You see, I’ve noticed that the faster others are running, the more frequent the mistakes. The more likely they are to occur and the larger the impact. The need to give 100% inevitably means that something will be missed due to speed. We quote simply can’t get 100% of the things right 100% of the time. It’s not possible. No matter what others tell you. It’s back to points one and two above.

A mistake is inevitable and our reliance on computers opens the door for further error. We’re led to believe that computers don’t make mistakes. That’s right, but it’s also wrong. If I told a computer that the formula to add two digits together was (x – y) then every time it added two digits together, it would, without fail, deduct y from x. Every time.

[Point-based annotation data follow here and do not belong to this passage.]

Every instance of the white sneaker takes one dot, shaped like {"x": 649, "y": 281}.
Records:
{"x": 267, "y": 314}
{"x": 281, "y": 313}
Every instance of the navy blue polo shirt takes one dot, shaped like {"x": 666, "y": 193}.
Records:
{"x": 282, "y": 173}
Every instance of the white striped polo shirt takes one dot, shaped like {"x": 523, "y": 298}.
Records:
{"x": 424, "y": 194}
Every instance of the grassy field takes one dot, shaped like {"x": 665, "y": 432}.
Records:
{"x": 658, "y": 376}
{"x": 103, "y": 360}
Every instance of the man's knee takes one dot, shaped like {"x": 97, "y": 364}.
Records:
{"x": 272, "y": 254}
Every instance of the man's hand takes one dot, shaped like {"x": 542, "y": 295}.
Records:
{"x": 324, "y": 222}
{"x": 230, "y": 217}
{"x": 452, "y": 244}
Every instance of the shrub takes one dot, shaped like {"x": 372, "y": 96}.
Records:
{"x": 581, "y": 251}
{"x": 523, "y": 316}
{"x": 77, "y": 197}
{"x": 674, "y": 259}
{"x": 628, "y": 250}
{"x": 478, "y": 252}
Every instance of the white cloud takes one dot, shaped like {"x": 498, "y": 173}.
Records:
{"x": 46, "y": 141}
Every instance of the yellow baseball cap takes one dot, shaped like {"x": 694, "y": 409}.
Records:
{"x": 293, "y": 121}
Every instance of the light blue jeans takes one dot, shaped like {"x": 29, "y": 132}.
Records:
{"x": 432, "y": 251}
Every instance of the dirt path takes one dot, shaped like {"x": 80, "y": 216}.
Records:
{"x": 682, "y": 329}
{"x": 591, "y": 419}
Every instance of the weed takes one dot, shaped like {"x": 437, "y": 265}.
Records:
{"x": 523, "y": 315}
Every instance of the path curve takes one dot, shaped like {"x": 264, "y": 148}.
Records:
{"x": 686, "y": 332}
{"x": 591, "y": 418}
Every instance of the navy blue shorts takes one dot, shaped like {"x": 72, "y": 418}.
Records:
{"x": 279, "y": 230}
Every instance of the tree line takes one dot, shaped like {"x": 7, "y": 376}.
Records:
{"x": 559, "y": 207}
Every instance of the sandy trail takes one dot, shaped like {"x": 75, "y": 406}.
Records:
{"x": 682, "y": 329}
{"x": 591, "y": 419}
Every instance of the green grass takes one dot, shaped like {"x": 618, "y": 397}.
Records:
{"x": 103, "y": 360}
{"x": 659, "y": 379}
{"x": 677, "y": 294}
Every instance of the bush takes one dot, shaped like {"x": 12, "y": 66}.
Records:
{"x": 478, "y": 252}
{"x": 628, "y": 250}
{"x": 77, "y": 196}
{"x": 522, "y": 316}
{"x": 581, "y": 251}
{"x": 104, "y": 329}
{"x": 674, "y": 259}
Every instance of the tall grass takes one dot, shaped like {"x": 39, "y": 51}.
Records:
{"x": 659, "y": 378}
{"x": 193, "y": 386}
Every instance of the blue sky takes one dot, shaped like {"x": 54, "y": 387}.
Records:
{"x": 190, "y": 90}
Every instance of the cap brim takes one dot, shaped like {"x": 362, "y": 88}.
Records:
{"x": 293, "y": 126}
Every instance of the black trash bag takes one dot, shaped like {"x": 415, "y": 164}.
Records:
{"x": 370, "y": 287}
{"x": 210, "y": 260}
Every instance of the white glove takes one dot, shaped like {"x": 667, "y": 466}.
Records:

A computer is just an expensive, stupid box that does nothing that we don’t tell it to (I see the AI geeks at the back squirming). If we’re rushing to get things done, never stopping, never pausing to check, never allowing for our own infallibility, we will give a computer the wrong instruction. A software program, after all, is just a set of very complex instructions.

If we’re tired from running between Point A to Point B all the time, then we are in all likelihood going to increase the frequency, probability and impact of mistakes. A mistake needs fixing, it has to be checked and resolved once detected. We’ve applied corporate language to this, and we refer to it not as a defect or bug fixing nowadays, we call it refactoring. It sounds so much nicer and more constructive.

Smart software companies and technology houses get this. They understand that fixing something later in the process is more expensive than taking the time upfront. Valuing that we cannot run at 100% all of the time matters.

In part, the new Agile framework has caused some of the issues. I’m not against Agile, we needed to fix the old five-phase waterfall model, but we talk a lot about Velocity. A teams velocity reflects the speed at which dates can be met when it comes to delivering a product. That absolutely makes sense. If I work on this, what’s my team’s velocity and therefore how long would it take?

I’m not for one moment implying that we abandon all metrics and KPI’s from our work, they absolutely have a role to play. One of those roles should be measuring just how fast we are running to ensure that we are not all running around at 100% speed and making mistakes.

But, the old-fashioned mentality is still to exceed expectations no matter what. It rapidly dissolves from quality output but down to how many user stories can be delivered in a set time period and therefore, what can a manager do to speed up that velocity. Then, the inevitable happens. Quality falls, costs go up, and dissatisfaction grows.

This issue doesn’t only apply to software engineers though. It also applies to our hardware, network and support team members. Trying to complete too much in a day inevitably leads to mistakes as sometimes the small things are missed in the desire to get more done. The obsession to hit targets, either set for them or self-implemented, leads to an inevitable rush to get things done. And we know what rushing things leads to when considering points one and two again.

I’ve observed that teams deliver the best results when deliberate measures are applied to slow things down a little. Individuals are not measured purely on the speed of delivery, but first-time accuracy is valued over tick lists.

The net result of this slow-down is that the incidence of the need to refactor drops and in turn the true cost of delivery improves. The engineers are happier, more relaxed, they have time to learn and grow, and end-user/ customer satisfaction grows.

If I see anyone running around, in technology or other trade, constantly pushing to get more done and quicker, I worry. I know the resulting impact. Mistakes will be higher, quality results slower, and the service or products ultimately costs more.

When measuring another’s output (it is a subjective measure), I look to see if they’re trying to run too fast. If the culture of the team or organisation is about measuring velocity first, I know that there will be problems. I know to look at refactoring rates, costs, burn-out, end-user/ customer satisfaction.

I’ve learnt that 80% really can be better than 100%.